Increases in Stress Capital Buffers of IHCs are Extraordinary

Another related issue that appears to be affecting some of the IHCs more dramatically is the Fed’s modelling of PPNR, which results in much higher and more volatile capital charges for these firms. The change in PPNR modeling for IHCs is likely the primary driver of the volatility in the SCBs.

In 2023, the Federal Reserve announced that they had begun individual modeling of PPNR for IHCs. This step was taken because the Fed now had sufficient time series data for these firms to be modeled individually. The new IHCs were formed in 2016, with six firms becoming subject to supervisory stress tests in 2018. From 2018 to 2022, the projections of PPNR for these six IHCs were derived from the industry’s aggregate performance for each revenue and expense component.

ex4-stress cap buffers of selected foreign banks in the U.S.
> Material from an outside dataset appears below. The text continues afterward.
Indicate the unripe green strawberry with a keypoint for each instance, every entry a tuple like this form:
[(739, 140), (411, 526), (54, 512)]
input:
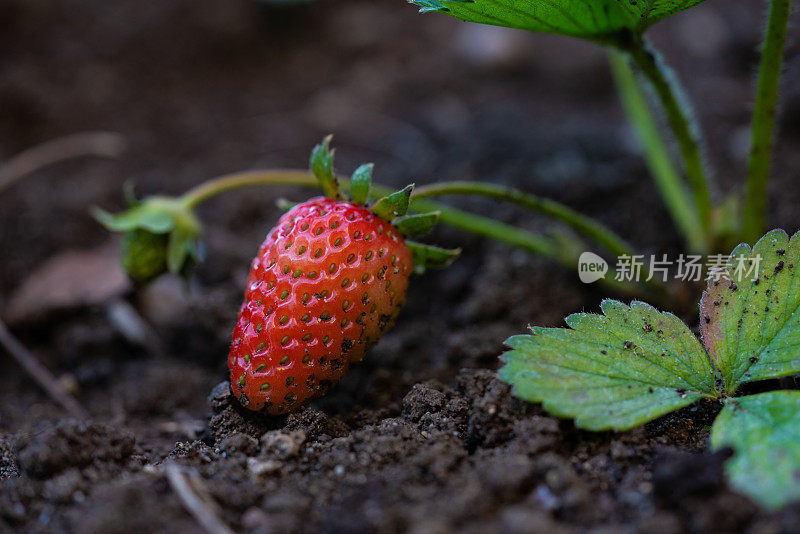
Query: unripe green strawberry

Exhibit 4 illustrates the year-over-year changes in the SCB for two foreign banks operating in the United States. The SCB of DB USA Corporation has increased by nearly 10 percentage points since the Fed announced changes to the PPNR methodology for IHCs. Similarly, the SCB of UBS Americas Holding LLC rose by 7 percentage points over the same period. These are not the only two IHCs experiencing highly unusual increases in capital requirements. As shown in Exhibit 2, the top five increases in capital requirements are all associated with IHCs of foreign banks operating in the U.S.

These substantial increases in capital requirements for IHCs highlight the significant impact of the Fed’s methodological changes. They also raise questions about the consistency and fairness of the stress testing process across different types of banking institutions.


In summary, the 2024 stress test results reveal significant challenges in the Federal Reserve’s stress testing methodology, particularly in the modeling of PPNR and its impact on banks’ capital requirements. The substantial volatility in stress capital buffers, especially for IHCs of foreign banks, raises serious concerns about the consistency, predictability and fairness of the stress testing process.

The Fed’s reliance on aggregated models and recent bank performance in PPNR projections, coupled with the lack of transparency in their methodology, makes it difficult for banks to anticipate and plan for changes in capital requirements. Although the Fed appears to be taking some, albeit modest, steps to improve the granularity of their models, these efforts appear insufficient to address the underlying issues.

As noted in BPI’s testimony, allowing public comment on scenarios and supervisory models would enable extensive review by experts, academics and banks. This would increase transparency in scenario design and improve model accuracy, fostering a more effective financial system that better serves the U.S. economy’s needs.

[1] The role of interest rates in projecting net interest income is an important exception.

[2] The stress capital buffer projections are based on expectations of dividends, since banks have not yet officially announced their stress capital buffers. The actual capital requirement increases may differ once banks finalize and announce their planned dividends for the following year.

[3] See Latham & Watkins LLP, “Comments on the Basel III Endgame Proposal,” February 2, 2024. Available at Comments on the Basel III Endgame Proposal (lw.com)

[4] PPNR is defined as net interest income (interest income earned less interest expense) plus noninterest income minus noninterest expense.

[5] See Hirtle, Beverly (2018), “The Past and Future of Supervisory Stress Testing Design.” Federal Reserve Bank of New York. Available at https://www.newyorkfed.org/newsevents/speeches/2018/hir181009.

[6] The Fed’s stress testing methodology states, “These fixed effects aim to capture individual firm characteristics and differences in business models that cannot be accounted for by firm balance sheet variables.”